March 24, 2011
A great challenge for Nepal, one of the worlds’ poorest nations, is to find the means to finance education programs, which reverse age-old superstitions directed toward women.
No superstition is more dangerous to women’s health in Nepal than the belief that females must be isolated during their menstrual cycle and during and after childbirth. (Concerning the latter, women bearing children are banished for up to eleven days away from family members, causing critical danger and increasing complications that can, and do, lead to maternal and child mortality due to excessive bleeding, asepsis, snake bites and other complications.)
The practice of isolating women is called chhaupadi pratha. Nachhunu, the Nepali word for menstruation, also translates as “untouchable”. Even in modern Nepal it is common for women who are menstruating to be considered ‘impure’ and untouchable during the days of their menses. Everything they touch during the time of their menstruation can be considered impure.
In the hinterlands – away from the relative sophistication of urban areas -- the practice of chhaupadi is far harsher, especially for girls who are menstruating for the first time, who have been given no insight into their own sexual development. At the onset of menarche, they suddenly cannot touch any males, including their father and brothers. They cannot cross a bridge. They are barred from entering their own home. They cannot speak loudly. They cannot perform their usual errands as their menses may cause them to “poison” or “taint” whatever they touch. They are banished to rudimentary shelters – often doubling as cowsheds – and left to fend for themselves.
Women News Network (WNN) recently published an article in which Nilima Raut gave an account of her own experience:
I noticed changes occurring in my body and this was a very weird experience for me. Back then, our culture didn’t allow us to talk freely about physical bodily changes, or reproductive or sexual health; even now, the custom remains in my country. . . It was shameful for me to ask my parents about these physical changes and even my mom never told me exactly what would happen in my body as I matured.
Our culture has the superstitious belief that menstruation is the punishment of sins from our previous lives.

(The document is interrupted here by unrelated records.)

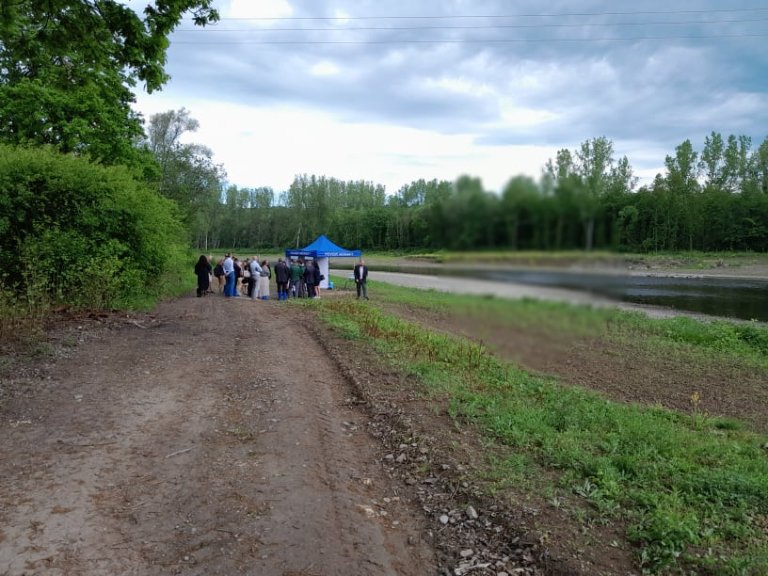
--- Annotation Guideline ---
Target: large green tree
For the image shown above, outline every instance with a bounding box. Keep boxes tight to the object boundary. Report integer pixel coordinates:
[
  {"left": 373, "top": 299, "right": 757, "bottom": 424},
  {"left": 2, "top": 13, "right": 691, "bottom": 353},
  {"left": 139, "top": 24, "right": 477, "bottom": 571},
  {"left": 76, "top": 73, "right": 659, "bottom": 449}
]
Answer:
[
  {"left": 147, "top": 108, "right": 226, "bottom": 240},
  {"left": 0, "top": 0, "right": 218, "bottom": 164}
]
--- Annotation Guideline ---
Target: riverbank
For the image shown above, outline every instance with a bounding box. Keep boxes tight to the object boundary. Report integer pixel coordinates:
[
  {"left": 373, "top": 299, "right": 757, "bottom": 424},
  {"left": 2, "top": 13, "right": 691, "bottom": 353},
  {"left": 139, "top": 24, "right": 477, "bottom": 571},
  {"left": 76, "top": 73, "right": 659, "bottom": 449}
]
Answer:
[{"left": 356, "top": 252, "right": 768, "bottom": 280}]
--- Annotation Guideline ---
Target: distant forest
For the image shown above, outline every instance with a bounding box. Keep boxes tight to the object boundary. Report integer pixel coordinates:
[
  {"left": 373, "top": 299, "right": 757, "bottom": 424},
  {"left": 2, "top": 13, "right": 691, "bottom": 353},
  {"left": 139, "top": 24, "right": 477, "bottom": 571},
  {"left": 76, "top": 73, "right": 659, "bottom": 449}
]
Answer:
[{"left": 201, "top": 132, "right": 768, "bottom": 252}]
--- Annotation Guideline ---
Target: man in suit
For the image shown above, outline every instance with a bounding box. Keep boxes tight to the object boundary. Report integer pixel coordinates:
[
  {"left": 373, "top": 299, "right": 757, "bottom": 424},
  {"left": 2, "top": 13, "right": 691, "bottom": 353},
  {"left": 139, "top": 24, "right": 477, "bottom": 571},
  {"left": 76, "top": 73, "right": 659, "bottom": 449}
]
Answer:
[{"left": 355, "top": 260, "right": 368, "bottom": 300}]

On “those days”, I was kept away from school and feared what questions my friends and teachers would ask. I saw many of my friends miss school during their menstrual periods; I also saw some friends get married after they started menstruating because they were now considered grown up.
Hypothermia during the cold months and dehydration during the hot months are common health hazards surrounding chhaupadi and have often resulted in death.

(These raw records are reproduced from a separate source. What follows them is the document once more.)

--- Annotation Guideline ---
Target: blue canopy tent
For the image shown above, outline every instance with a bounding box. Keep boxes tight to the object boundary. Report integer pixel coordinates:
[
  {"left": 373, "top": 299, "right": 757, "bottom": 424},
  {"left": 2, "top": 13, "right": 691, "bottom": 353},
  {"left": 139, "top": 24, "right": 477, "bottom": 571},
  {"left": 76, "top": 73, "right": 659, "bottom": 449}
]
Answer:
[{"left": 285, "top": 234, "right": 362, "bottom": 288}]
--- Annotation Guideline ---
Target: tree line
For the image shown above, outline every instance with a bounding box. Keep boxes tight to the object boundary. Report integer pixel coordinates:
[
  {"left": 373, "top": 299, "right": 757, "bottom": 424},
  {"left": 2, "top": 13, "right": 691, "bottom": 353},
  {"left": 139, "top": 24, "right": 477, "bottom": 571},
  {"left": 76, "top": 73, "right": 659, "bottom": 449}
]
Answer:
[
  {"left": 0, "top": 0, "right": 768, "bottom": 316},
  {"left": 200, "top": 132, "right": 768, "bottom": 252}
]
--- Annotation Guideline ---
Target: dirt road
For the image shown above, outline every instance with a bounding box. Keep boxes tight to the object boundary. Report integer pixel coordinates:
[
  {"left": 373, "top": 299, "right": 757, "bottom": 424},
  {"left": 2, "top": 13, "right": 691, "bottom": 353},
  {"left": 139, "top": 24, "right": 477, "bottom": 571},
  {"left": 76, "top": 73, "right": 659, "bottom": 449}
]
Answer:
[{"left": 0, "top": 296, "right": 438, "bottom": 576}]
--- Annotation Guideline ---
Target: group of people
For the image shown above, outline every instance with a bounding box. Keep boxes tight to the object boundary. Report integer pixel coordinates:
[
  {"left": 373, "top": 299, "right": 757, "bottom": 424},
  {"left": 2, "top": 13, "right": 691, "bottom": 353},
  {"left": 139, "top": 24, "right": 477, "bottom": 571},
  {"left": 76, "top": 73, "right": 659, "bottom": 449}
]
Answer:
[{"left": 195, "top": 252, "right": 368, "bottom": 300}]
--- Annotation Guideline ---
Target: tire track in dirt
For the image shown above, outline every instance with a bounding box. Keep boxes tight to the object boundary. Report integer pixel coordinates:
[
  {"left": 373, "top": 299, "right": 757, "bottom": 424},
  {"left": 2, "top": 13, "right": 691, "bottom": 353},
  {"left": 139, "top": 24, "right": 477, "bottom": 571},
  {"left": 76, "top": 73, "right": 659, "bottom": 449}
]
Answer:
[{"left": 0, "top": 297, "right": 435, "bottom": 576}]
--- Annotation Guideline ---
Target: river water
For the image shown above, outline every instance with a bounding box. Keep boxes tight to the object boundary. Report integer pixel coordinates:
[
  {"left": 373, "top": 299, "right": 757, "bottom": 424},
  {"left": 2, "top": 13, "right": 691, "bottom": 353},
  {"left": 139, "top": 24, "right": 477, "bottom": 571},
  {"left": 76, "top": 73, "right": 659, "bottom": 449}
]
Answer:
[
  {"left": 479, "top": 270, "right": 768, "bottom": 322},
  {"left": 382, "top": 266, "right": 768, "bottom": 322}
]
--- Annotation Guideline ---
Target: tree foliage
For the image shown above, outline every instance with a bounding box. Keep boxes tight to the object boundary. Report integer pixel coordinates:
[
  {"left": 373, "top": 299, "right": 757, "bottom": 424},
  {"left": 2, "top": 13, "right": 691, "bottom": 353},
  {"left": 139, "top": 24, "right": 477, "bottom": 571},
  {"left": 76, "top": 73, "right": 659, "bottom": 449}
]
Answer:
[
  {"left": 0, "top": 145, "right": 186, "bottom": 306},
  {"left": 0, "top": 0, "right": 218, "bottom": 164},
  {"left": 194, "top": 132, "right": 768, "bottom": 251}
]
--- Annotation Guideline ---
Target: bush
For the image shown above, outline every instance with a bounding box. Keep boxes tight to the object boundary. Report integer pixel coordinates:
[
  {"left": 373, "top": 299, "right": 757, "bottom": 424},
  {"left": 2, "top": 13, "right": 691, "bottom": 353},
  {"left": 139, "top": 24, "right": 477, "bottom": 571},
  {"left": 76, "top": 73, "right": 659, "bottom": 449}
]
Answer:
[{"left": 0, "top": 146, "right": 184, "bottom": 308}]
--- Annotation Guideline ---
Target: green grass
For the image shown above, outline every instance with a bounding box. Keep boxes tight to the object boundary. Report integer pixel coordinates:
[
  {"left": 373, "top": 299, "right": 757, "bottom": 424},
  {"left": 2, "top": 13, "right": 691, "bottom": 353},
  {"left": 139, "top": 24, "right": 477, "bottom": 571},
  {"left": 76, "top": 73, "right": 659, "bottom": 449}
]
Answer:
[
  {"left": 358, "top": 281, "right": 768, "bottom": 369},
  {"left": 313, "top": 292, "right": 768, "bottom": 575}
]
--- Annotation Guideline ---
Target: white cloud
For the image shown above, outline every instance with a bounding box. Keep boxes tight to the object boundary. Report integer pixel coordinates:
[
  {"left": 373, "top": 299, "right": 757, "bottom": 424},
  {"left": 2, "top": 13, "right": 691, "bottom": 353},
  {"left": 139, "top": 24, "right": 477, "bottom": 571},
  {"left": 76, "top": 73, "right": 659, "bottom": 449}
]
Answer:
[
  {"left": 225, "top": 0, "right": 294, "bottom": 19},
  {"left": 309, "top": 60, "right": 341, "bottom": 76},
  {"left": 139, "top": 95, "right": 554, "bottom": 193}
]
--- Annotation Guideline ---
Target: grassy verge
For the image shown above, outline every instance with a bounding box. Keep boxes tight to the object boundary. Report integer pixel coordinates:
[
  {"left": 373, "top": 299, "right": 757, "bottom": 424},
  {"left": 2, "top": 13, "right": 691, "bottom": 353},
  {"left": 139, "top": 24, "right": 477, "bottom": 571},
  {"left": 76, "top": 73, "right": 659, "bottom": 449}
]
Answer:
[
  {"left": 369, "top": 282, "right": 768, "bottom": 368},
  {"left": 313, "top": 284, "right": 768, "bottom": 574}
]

The Nepali government has taken some important steps to dispel people’s superstitions. Public health education is definitely making progress. Only this month, for instance, a $15 million program to improve toilets for Nepali women nationwide was introduced.
But there is a long way to go.
Public service advertisements in Nepal television, radio, and newspapers do include information on major diseases, but they don’t include any information to help the public become more aware of health and menstruation hygiene.
A September 2005 Nepal Supreme Court decision ordered the government to enact a law abolishing the practice of chhaupadi, but the court rule has been largely ignored.
“Neither women’s activist groups nor the [Nepali] government have made adequate attempts at addressing these issues”, says Om Prasad Gautam for WaterAid, one of the major on-the-ground organizations working to bring greater awareness of sanitation in Nepal.
Today, chhaupadi continues with impunity in numerous locations, especially in rural Nepal where grinding poverty is the norm. And, according to WNN, extreme and dangerous versions of the ritual still exist in the districts of Chitwan, Kailali, Baitadi, Darchula, Achham, Doti, Bajhang, Dadeldura and Kanchanpur.